I do not have any SDKs/toolboxes available for advanced profiling, but Windows has a built-in profiler nowadays. I have no strict evidence that the GPU activity is from SumatraPDF, but the GPU usage and scrolling are clearly correlated, as the attached image below shows. Actually, the CPU usage comes from SumatraPDF, and the GPU usage seen in the graph is caused by an instance of csrss.exe, so indeed this likely has to do with the Windows API.

I performed the following test:

  1. Close all other apps, make sure that nothing is running in background.
  2. Scroll through the PDF file until the top is reached, and stop when the top is reached.
  3. Wait for a few seconds, and “overscroll:” continue scrolling up, although PDF is already at the top.
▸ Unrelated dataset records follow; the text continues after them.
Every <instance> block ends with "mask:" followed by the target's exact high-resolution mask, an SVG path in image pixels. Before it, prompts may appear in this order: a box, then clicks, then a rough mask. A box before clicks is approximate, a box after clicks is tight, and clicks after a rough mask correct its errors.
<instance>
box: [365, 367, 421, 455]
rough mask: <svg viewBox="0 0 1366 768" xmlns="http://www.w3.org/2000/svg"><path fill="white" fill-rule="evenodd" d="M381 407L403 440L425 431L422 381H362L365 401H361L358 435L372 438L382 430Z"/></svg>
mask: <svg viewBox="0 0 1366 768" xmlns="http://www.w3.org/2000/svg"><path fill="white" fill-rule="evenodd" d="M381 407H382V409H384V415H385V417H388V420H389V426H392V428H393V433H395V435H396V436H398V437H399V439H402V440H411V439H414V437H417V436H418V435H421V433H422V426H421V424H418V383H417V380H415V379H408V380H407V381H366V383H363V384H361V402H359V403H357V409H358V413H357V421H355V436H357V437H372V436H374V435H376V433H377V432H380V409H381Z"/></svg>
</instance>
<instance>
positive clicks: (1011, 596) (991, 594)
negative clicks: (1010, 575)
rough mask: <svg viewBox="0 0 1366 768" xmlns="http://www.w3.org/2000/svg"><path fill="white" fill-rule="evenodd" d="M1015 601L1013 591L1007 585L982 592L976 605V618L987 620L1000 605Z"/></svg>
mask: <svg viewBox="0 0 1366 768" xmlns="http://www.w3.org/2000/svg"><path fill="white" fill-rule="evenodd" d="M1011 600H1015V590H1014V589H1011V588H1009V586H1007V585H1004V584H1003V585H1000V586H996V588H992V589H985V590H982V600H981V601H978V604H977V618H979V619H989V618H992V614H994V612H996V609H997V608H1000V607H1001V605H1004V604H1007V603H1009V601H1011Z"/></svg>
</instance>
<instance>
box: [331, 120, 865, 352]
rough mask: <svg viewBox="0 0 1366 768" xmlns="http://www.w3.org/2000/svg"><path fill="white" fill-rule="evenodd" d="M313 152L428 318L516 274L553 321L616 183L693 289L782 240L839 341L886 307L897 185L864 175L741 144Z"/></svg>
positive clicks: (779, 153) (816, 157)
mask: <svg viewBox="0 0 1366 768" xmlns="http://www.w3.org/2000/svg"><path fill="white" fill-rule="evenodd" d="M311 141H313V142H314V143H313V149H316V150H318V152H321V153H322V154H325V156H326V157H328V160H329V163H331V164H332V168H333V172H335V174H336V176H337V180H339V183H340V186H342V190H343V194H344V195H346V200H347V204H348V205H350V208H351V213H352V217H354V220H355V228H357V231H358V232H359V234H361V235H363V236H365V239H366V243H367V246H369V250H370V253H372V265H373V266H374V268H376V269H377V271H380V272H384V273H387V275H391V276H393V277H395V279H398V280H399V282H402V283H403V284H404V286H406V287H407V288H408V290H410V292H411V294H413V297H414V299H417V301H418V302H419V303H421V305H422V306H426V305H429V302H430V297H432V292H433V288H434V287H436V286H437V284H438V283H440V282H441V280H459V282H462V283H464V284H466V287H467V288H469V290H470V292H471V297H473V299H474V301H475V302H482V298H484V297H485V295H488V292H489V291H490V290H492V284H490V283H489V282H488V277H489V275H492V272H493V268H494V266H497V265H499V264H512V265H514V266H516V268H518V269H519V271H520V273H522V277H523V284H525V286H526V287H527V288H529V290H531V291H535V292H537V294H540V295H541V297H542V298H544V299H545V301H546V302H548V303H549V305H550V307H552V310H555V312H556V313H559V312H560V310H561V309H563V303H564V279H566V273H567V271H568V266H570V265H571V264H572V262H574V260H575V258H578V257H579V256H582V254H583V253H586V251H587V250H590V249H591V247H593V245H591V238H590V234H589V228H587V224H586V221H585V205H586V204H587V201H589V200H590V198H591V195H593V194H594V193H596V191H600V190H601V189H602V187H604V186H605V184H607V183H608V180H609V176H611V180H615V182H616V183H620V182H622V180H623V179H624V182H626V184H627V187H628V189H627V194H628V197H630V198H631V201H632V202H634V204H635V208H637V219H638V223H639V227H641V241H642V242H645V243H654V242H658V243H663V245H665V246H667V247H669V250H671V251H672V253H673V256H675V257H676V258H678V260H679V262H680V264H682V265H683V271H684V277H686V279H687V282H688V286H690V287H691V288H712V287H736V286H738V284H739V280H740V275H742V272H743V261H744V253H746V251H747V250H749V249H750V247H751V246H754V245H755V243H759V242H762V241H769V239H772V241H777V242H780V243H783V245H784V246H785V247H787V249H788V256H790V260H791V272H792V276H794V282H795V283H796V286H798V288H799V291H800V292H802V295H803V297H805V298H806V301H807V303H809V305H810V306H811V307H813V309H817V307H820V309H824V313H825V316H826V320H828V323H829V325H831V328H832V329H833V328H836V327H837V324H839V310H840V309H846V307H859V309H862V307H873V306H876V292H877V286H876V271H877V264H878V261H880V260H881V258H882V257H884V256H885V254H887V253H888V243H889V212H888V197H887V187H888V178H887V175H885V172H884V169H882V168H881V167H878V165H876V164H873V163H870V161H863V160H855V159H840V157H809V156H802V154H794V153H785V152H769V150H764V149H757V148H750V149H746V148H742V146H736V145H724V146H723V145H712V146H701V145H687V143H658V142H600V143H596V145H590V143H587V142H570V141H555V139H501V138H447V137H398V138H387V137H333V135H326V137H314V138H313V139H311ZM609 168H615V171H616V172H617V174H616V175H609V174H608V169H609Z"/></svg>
See the usage graphs here: https://imgur.com/a/68VYH

Finally, I think the most important observation is that this only happens when I use multitouch gestures on my touchpad for scrolling. I tried the same thing as described above when scrolling with a mouse or by pressing the middle mouse button and dragging, but in both cases CPU/GPU went down to zero when the top was reached. It seems to be something that only happens with the touchpad.

SumatraPeter

Not just that, it may also be something specific to your brand of touchpad, or current driver version. Synaptics, Elantech et al aren’t particularly known for stellar driver quality. As kjk said, more testing on a variety of hardware would be required to confirm that it’s actually something that needs to be fixed in Sumatra.

Rik

Thanks for you reply Peter. I do not have any other touchpads at hand to verify; but it might indeed very well be that it is the driver that keeps sending scrolling commands even though the top of the page has already been reached. One again, it is not a problem at all during normal usage, I was just curious and thought it might have been worthwhile to mention. Thanks again for the response!